На его ступнях от долгих пеших переходов образовались мозоли. На запястьях и пальцах рук он не носил никаких, даже самых дешевых ювелирных изделий.
Это был человек, обладающий отвагой, решительностью и твердыми религиозными убеждениями. На поясе его был меч, убранный в ножны. Этим мечом он часто угрожал еретикам, но в дело его не пускал, ибо не было такой необходимости.
Переступив порог зала, где расположились участники судилища, он отвесил глубокий поклон.
— Приветствую вас, достопочтенные законники, — произнес он. — Я, Савл, уроженец Тарса, сегодня возвратился в Иерусалим, доставив сюда шестьдесят пленных еретиков. Всех их уже отвели в темницу римские солдаты, и всех их ожидает ваш суровый и справедливый суд.
— Ты хорошо послужил во благо веры, Савл, — ответил наси, — Мы благодарны тебе за труды.
— Однако, — продолжал молодой фарисей, — находясь в Александрии Египетской, я услышал, что в городе Дамаске основана Апостолами еретическая община, где приверженцы Иисуса живут и проповедуют свою религию. В Иерусалим я прибыл всего на несколько дней, с тем, чтобы отдать богохульников правосудию и чтобы получить ваше благословение и посменное разрешение для моего следующего задания в Дамаске.
— Хм… неужели ты уже решил идти в Дамаск? — удивился один из саддукеев.
— Да! — Я думал о путешествии в Дамаск следуя в Иерусалим! У меня внутри пылает горячий огонь веры, которым я намерен испепелить ересь! — воскликнул Савл, и его громкий резкий голос гулко отразился от стен зала.
— Очень похвально твое рвение, Савл, — заметил наси. — Ты неоднократно был полезен Синедриону.
— В таком случае дайте мне свое благословение! — закричал Савл, сжимая кулаки. — Я поведу стражу в Сирию, разыщу в Дамаске еретиков и сотру их в порошок.
— Точнее обратишь в пепел, — насмешливо проговорил кто-то.
— Именно так! Я уничтожу общину! Я под стражей доставлю еретиков в Иерусалим, и здесь вы осудите их!

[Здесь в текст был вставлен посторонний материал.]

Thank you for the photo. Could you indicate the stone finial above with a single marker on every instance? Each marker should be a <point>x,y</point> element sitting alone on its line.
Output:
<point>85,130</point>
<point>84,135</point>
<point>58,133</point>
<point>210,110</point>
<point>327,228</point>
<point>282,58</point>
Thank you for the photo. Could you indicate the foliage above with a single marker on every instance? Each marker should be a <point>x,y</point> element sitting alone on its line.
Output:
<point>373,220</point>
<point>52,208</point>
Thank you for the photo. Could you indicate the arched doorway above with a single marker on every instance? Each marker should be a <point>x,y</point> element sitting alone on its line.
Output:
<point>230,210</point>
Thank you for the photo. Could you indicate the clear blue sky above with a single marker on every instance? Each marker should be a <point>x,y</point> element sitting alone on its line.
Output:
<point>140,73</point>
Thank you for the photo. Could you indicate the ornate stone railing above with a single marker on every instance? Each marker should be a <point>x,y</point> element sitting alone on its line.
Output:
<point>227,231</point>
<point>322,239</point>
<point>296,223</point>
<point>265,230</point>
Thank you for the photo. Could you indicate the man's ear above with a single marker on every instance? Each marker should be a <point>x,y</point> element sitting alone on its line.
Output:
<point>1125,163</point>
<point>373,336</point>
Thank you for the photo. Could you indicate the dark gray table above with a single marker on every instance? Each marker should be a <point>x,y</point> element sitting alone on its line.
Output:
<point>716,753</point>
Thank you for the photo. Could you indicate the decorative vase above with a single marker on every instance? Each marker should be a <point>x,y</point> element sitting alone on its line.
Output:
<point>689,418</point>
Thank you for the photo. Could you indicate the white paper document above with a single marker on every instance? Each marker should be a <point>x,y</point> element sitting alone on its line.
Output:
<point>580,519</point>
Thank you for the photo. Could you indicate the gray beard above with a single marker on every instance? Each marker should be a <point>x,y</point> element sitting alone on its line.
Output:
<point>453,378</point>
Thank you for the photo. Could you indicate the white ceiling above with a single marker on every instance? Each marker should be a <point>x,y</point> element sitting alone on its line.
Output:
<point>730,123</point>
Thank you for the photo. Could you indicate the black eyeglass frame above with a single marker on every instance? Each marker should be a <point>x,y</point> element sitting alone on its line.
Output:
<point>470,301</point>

— В последнее время ты гораздо больше стараешься укрепить иудейскую веру, чем твой союзник Авив, — молвил наси. — Откуда в тебе столько беспощадности?
— От избытка чувств! Я не могу наблюдать, как веру оскверняют, а мысль о распространении ереси на востоке заставляет меня страдать, — отозвался Савл, и его черные глаза мрачно заблестели.
— Что ж… Мой предшественник Гамалиил воспитал из тебя сильного духом фарисея, — сказал наси. — Жаль, что излишняя мягкость ему не позволяет этого оценить. Когда ты намерен выступить в Дамаск?
— Как можно быстрее!
— На сборы у тебя будет неделя.
— Благодарю вас. Я возьму с собой отряд римских солдат, которые уже были со мной в Александрии.
— Даю тебе свое благословение, Савл, — произнес наси. — Через неделю ты получишь еще и письма в синагоги Дамаска, дающие тебе разрешение творить аресты.
Остальные участники Синедриона одобрили решение председателя. После этого Савл покинул зал столь же стремительно, как и вошел в него. Его сердце переполнял праведный гнев и жажда справедливости. За минувшие годы лишь молитвы, чтение Торы и преследование ереси составляли для него смысл жизни. Он не утратил интереса к поэзии, музыке и красоте, но основной целью для него всегда оставалась борьба с теми, кто верил в Иисуса или осквернял догмы иудаизма. Религия всегда для него обладала первостепенной важностью. Но за внешним проявлением его кровожадности скрывалась та самая чуткая душа, которую когда-то высокого ценил даже его старик- учитель.
В брак Савл так и не вступил, что весьма порицалось обществом. Но порицания людей не слишком его волновали.
Он предпочитал оставаться девственником, ибо невинность приближала его к Богу, которого он чтил. Этот странный молодой человек умел укротить свои искушения и побороть желания. Чистый, искренний, не знающий пощады…
Оставив Синедрион, он вновь с трудом протиснулся сквозь орущую у стен толпу жителей города. Золотой орел ослепительно ярко сиял на фасаде, отражая поток лучей, внезапно выглянувшего из-за туч солнца.
— Равви Савл, стойте! Подождите! — послышались сзади чьи-то крики.
Обернувшись, Савл увидел незнакомого ему смуглого юношу в богатой одежде, который махал ему рукой и умолял остановиться.
— Что тебе нужно? — спросил Савл.
Протолкнувшись к нему, юноша смущенно улыбнулся.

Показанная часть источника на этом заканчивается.